La visite d’un haut responsable du Trésor américain, Jonathan Burke, au Nigeria du 23 au 24 février 2026 visait officiellement à renforcer la coopération contre le financement du terrorisme. Mais elle intervient alors que ressurgissent des accusations de versements de rançon à Boko Haram, révélant l’existence d’un système économique parallèle solidement enraciné.
Des ravisseurs ont enlevé près de 300 élèves et membres du personnel du pensionnat St Mary’s, dans l’État du Niger, en novembre 2025. Deux semaines plus tard, ils ont retrouvé la liberté après des négociations attribuées, selon plusieurs sources, au conseiller à la sécurité nationale Nuhu Ribadu.
Le gouvernement nie avoir versé une rançon. Pourtant, plusieurs sources sécuritaires affirment que l’on a acheminé entre 40 millions et 2 milliards de nairas jusqu’à Gwoza, bastion insurgé proche de la frontière camerounaise. Dans le cadre de l’accord, les autorités ont également libéré deux commandants.
Une industrie qui défie la loi
Depuis 2022, la loi punit le paiement de rançon de quinze ans de prison. Sur le terrain, cette mesure peine à freiner les transactions : les familles continuent de payer pour sauver leurs proches, tandis que les autorités luttent pour endiguer le phénomène.
Le cabinet SBM Intelligence décrit le kidnapping comme une « industrie structurée et lucrative », qui aurait généré environ 1,66 million de dollars entre juillet 2024 et juin 2025. Entre janvier et juillet 2024, les ravisseurs ont enlevé au moins 3 277 personnes. De son côté, Armed Conflict Location & Event Data recense 828 enlèvements au cours de la dernière année documentée. Le Nigeria dépasse ainsi le Mexique et la Colombie réunis, seuls le Cameroun et le Myanmar affichant des niveaux supérieurs.
Les groupes armés et bandes criminelles exploitent la pauvreté massive — plus de la moitié des Nigérians vivent sous le seuil de pauvreté — transformant l’enlèvement en activité à rendement rapide. Les rançons circulent selon une répartition précise entre chefs, commanditaires, négociateurs, assaillants et soutiens logistiques, renforçant la professionnalisation du rapt.
Des précédents illustrent cette logique. En décembre 2020, dans l’État de Katsina, les ravisseurs ont reçu 30 millions de nairas pour libérer 340 écoliers enlevés à Kankara, paiement confirmé à l’époque par un chef bandit.
Déni officiel, réalité locale
Les autorités maintiennent leur ligne : elles n’auraient versé aucune rançon. Mais dans l’État de Zamfara, des analystes jugent « impossible » que certaines libérations aient lieu sans compensation financière. À Minna, un habitant raconte avoir dû solliciter l’aide de membres des forces de l’ordre pour remettre 4 000 dollars aux ravisseurs de son frère, tandis que d’autres familles organisent des collectes en ligne pour réunir les montants exigés.

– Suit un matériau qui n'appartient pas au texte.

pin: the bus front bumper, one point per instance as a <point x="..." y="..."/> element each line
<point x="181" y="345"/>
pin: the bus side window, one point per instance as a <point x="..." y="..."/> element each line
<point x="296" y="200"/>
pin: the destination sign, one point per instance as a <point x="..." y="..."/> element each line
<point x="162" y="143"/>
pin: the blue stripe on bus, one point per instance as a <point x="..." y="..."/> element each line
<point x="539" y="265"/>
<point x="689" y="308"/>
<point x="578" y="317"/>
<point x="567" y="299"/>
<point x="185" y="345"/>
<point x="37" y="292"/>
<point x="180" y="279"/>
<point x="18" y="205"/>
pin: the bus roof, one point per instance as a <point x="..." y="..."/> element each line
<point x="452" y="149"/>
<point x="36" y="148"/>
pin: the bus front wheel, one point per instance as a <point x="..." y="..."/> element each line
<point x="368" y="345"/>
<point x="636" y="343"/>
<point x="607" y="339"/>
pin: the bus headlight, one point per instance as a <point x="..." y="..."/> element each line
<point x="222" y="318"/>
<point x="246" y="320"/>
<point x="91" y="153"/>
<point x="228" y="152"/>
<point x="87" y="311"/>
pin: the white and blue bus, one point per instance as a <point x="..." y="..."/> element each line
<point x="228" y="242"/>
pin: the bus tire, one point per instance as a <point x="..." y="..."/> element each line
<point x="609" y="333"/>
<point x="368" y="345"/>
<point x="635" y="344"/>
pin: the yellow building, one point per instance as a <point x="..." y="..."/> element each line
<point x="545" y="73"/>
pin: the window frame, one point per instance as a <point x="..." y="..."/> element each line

Au-delà du coût humain, les enlèvements fragilisent l’administration et les services publics. Dans la péninsule de Bakassi, certains responsables limitent leurs déplacements pour des raisons de sécurité, perturbant la continuité des services essentiels.
Le Nigeria fait ainsi face à une économie criminelle profondément ancrée. Tant que le paiement de rançon restera un moyen efficace d’obtenir des libérations, les groupes armés continueront d’investir ce marché rentable, rendant la lutte contre les enlèvements autant économique que sécuritaire.